African countries south of the Sahara are poised to enjoy a surge in growth in their banking systems during this decade. The three main drivers of this development will be generally very high rates of economic growth, financial deepening to fulfil huge unmet needs for basic financial services and new technologies to provide them—particularly over mobile phones.
In this report we trace out two scenarios for the growth of the sector. In the conservative scenario, driven exclusively by economic expansion, we project that the industry in 16 key African economies will boost its financial assets by 178% to US$980bn by 2020. In the more likely scenario, driven by both economic growth and financial deepening, we foresee assets expanding by 248% to US$1.37trn at the end of the decade (see chart).
The boom will vary markedly across the continent, however.
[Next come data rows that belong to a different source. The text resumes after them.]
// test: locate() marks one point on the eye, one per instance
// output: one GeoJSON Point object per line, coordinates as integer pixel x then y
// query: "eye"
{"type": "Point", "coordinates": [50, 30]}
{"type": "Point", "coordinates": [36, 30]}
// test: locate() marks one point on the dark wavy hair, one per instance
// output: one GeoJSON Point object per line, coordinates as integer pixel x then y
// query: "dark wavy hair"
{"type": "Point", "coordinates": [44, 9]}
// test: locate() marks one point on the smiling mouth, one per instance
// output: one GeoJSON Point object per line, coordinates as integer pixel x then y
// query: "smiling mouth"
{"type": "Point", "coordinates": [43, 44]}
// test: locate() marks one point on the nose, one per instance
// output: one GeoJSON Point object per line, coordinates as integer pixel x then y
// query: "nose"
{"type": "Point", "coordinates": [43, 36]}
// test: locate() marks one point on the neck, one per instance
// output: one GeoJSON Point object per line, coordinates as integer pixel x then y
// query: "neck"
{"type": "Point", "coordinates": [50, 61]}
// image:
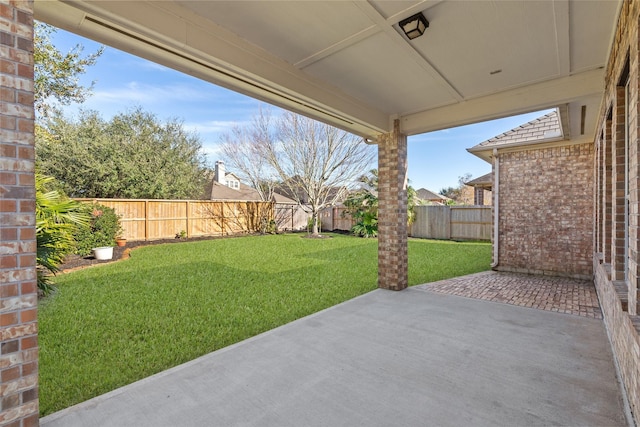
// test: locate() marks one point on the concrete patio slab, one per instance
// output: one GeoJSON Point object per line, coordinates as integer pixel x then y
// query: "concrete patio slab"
{"type": "Point", "coordinates": [410, 358]}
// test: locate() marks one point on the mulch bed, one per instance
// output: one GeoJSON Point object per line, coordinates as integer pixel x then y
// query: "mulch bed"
{"type": "Point", "coordinates": [74, 262]}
Banking is likely to enjoy its most rapid expansion in Angola, increasing assets at least fivefold by 2020, as that country experiences a surge in petroleum production and builds up an industry long hampered by civil war and economic malaise. Banks in a number of other economies—including Ghana, Tanzania and Uganda—will expand assets at least threefold over the same period.
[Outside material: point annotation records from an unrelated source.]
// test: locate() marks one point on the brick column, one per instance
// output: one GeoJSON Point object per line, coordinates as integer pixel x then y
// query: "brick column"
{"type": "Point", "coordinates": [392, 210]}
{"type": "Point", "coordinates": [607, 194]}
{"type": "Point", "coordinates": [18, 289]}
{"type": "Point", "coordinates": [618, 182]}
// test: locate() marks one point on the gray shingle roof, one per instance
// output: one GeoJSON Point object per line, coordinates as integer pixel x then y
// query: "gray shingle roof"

Slower-growing markets will include South Africa, which is the financial powerhouse of the continent but will expand its own banking sector only modestly by 2020. Botswana and Namibia, two other economies with well-developed banking systems, are also slated to expand banking assets at rates below the regional average.
In most regards the region is trailing the rest of the world in developing the banking systems that are vital for stronger economic development and growth. However, in some key aspects Sub-Saharan Africa is leading other regions in ways that will allow it to rapidly catch up, or even leapfrog forward, in the next decade and beyond. The continent’s industry is a leader in mobile banking and other innovative approaches to reaching new customers. Most of its markets are also unusually open among emerging markets to foreign banks and microfinance firms. More than anything else, it offers huge unmet financial needs in a world largely marked by excessive debt and leverage.